It’’s yard art to some; poor taste to others.
I prefer “whimsy”.
<Sometimes, the addiction can begin when you are walking along, see something, and your mind says, “I got to put that in my garden!”
Every garden needs a concrete rabbit statue; just because. It’s not as if we don’t have real rabbits, because we do, but it is also nice to be reminded of the little wild creatures and also of my rescued pet rabbits from long ago, Thumper and Midnight. These are near where I park my truck, and I’m reminded of the pet bunnies almost daily. It’s like having their spirits visit briefly.
The guard unicorn was purchased by my SOIC (Significant Other In Charge) when we first bought our house and parcel of land. The SOIC had alway loved the idea of unicorns and insisted that having one as a guard would protect our home from all evil spirits. It has not move a single centimeter since we placed it there over 30 years ago. Seeing it as it guards the driveway approach is like being welcomed home. After not having a name for many years and after the SOIC became involved with computers, she named the unicorn “Skittles.” She said that was a programmer joke.
The Saint Francis statue is almost a requirement for animal and nature lovers since he is the patron saint of plants and animals. I chose to believe that Mother Nature supports the shelter given by his concern for their safety. Hopefully, through some magic, a safe(r) haven is given on our homestead. We’re friends now so we call him “Frank.”
The broken section of the square support post is a reminder of my own inexperience. I was using my tractor for the first time, tried to back it into the barn, and the front bucket caught on the post as I gently move backwards, snapping the post without even knowing it was being pulled. I learned two things: Tractors are very powerful, and I needed more practice driving it. It took four hours to replace the post since it was holding up part of the long porch roof along the barn’s side.
After all that, I thought it should be saved as a reminder. Hence the title, “Broken Expectations.”
This is my gargoyle. Medieval churches had them, so why not add one here?

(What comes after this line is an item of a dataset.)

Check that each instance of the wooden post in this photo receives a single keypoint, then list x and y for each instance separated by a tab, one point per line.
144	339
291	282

His name is Gargle. Gargle, the Gargoyle. He has no purpose whatever, especially since the SOIC demanded that I remove him from the mantle over the fireplace. She said it made her nervous to have Gargle staring at her as if to pounce on her any moment. I told her I would do it when I grew up.
“You just did,” she informed me.
He did look a bit menacing after I grew up.
He now has a perch overlooking Buddha’s Garden and is still waiting to pounce on something.
“Gnarly the Gnome” also has no purpose other than to be the token gnome in the garden. My friend Laura, from, Britain gave it to us as a present, remembering a previous conversation where we all talked about the poor taste people showed when they put gnomes in their gardens. After hearty laughs, she informed us that her Mom had a dozen gnomes in her small garden in Bristol. Gnarly now has had a permanent place guarding the Creeping Jenny plants and has become quite faded doing his duty.
The sculpture of the birds and nest was another purchase by the SOIC. She got it to decorate a bare dividing wall I had just built to separate a small sitting area from the place where I kept the riding lawn mower. Now we can see a real object de art. Since I don’t have any stories about it, it remains nice, but not with much personality
The Greenman is Nature’s representative for us. SOIC and I found him in a shop in Asheville, NC, long ago. He is our Pagan representative in the garden, just as a reminder where our cultural roots originated. He also serves as the logo for my publishing company.
The bronze Geological Survey marker was a found object when the SOIC and I were exploring an old graveyard in Lancaster,County, SC. There was a pile of debris near the cemetery; quite overgrown and filled with tree roots. We looked through it to see if any gravestones had been tossed aside, as often happens in neglected cemeteries. There were broken pieces of granite, but we also found the survey marker. They were used to mark a very precisely surveyed point for surveyors to begin a survey with a known location. Now, GPS satellites are used for that. Being industrious, we brought it home and included it as part of our garden path.
His job is to remind us of contemplation of self, and of our place in the universe as we seek our own path. He presides over his own secluded garden, encircled by a walkway of brick pavers.
Reggie, the hedgehog was another gift from the SOIC to me two decades ago. She said it was because I needed a hedgehog, so I accepted the gift willingly since I did need a hedgehog, even if made from concrete. Reggie sat indoors near the fireplace for a long time until the SOIC suggested that It might be time to, “Take Reggie outdoors so he can socialize with the other creatures; he’s getting bored after not moving for six years.” I moved him, as directed, but he still has not moved after being freed to the Buddha Garden.
There are other things gracing – or cluttering) our garden but it’s hard to wax nostalgic over a pile of rocks from a caldera in New Mexico, tree limbs from the top of Mount Withington, miscellaneous pieces of metal, and even a manhole cover that leads to nowhere. Each has a story and that is why most people indulge the presence of “yard art”: it provides visual clues of special moments.
Everything has as much a story as telling about where and how you got each of your plants.
That is one of the joys of gardening.